I want to continue engineering-oriented research that is directed toward real device applications. I highly value my experience of fundamental research on 2-dimensional electron systems, but I believe that I am most productive in a goal-driven research/engineering environment, where a deep fundamental and intuitive understanding of a variety of physical phenomena plays a crucial role – but not the only role. This is why I am most interested in a career devoted to hands-on, state-of-the-art technology innovation in the tech industry.
I am currently working within Theme 2 to utilize topological insulators as spin injectors and spin channels. Topological insulators have the exciting property of conducting surface states where the spin of the electron is “locked” with its momentum. Since the direction of the current defines the electron’s spin orientation in a topological insulator, they could be very efficient for switching a magnet. In particular, I work with topological insulators Bi2Se3 and (Bi,Sb)2Te3, which I grow by molecular beam epitaxy on a variety of substrates in Prof. Nitin Samarth’s lab at Penn State.

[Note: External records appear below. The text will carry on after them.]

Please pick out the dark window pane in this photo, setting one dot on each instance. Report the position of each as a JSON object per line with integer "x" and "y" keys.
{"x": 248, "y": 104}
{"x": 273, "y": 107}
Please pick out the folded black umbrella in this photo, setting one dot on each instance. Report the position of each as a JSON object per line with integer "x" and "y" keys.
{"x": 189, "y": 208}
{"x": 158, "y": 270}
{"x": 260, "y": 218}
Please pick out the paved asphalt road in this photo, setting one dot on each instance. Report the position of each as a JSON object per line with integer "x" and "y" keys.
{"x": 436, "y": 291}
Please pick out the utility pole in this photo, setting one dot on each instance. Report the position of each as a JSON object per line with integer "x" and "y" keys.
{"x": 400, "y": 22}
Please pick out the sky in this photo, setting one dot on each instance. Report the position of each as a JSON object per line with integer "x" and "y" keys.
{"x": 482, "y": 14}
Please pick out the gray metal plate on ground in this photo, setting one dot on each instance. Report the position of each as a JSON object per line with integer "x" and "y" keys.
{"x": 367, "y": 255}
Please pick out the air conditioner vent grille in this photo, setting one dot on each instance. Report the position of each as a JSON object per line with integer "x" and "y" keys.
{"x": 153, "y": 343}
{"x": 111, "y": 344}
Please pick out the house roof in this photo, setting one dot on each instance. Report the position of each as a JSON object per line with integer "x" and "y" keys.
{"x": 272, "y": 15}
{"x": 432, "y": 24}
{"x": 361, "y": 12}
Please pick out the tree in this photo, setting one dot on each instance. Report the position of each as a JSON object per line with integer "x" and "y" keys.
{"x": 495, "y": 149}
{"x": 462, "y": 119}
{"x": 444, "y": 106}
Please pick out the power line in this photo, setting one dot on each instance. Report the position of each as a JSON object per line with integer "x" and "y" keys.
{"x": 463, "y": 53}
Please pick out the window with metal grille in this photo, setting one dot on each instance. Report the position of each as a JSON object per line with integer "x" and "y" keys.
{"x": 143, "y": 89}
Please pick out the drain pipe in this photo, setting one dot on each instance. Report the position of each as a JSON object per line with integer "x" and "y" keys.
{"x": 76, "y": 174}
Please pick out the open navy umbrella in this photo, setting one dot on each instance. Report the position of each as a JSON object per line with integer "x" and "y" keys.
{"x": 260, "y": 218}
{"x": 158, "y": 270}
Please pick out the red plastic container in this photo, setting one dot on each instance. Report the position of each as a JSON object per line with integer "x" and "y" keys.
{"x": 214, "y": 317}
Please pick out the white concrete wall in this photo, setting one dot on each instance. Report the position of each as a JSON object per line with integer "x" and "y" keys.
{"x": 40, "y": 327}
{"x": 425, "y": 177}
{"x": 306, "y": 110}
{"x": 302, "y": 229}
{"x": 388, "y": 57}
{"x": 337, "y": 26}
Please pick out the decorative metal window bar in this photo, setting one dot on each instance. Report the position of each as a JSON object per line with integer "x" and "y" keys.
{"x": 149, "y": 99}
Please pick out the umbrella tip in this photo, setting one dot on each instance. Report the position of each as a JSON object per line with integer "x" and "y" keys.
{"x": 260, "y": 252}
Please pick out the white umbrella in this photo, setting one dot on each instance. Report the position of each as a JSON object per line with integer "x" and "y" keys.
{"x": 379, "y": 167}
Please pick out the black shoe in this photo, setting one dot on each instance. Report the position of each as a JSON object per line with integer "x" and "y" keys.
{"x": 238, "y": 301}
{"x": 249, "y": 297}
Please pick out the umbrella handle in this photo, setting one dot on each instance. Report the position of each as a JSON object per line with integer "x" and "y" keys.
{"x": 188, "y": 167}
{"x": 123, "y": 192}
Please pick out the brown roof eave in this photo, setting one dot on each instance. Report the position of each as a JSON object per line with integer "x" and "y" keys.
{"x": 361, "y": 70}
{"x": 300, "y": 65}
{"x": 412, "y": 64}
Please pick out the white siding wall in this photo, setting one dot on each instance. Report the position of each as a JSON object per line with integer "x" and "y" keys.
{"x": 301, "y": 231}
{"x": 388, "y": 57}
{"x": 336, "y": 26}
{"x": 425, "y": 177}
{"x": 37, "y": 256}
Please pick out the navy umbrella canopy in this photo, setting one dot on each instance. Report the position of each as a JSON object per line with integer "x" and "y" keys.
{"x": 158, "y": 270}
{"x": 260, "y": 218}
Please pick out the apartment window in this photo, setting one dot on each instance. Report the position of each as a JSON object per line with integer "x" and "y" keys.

I am also working with other C-SPIN groups on 1) interfacing topological insulators with ferromagnetic insulators and graphene, and 2) growing topological insulator thin films for magnetic junctions. I have various publications in progress as a first author and as a contributing author; they all indicate that topological insulators could be efficient for spin devices. As an undergraduate, I studied the opening of a gap in the energy states in NdNiO3 by electron tunneling as the material undergoes a metal-to-insulator transition.
I became involved in research through a summer internship in Prof. Jim Allen’s lab at UCSB before starting a bachelor of science program in physics at UCSB. From there it has been one fascinating project after another at UCSB, Trinity College Dublin, HRL Laboratories, and Penn State. It is so rewarding after sometimes struggling for months to finally get a material to grow properly or see exciting data. One defining moment in my second year at UCSB: I was with my advisor, his post-doc, and a scientist from Intel who was working with SRC. They were discussing an idea for magnetic logic using frustrated magnetism in a triangle pattern. That moment felt like we were planning the future of electronics. Working in spintronics leads to so many of these moments – you feel like you can create something impactful.
I am planning on moving to R&D in industry after I graduate. I want to continue developing materials for device applications. I am interested to see what advances will be incorporated in future microprocessors, and I want to be a part of those advances.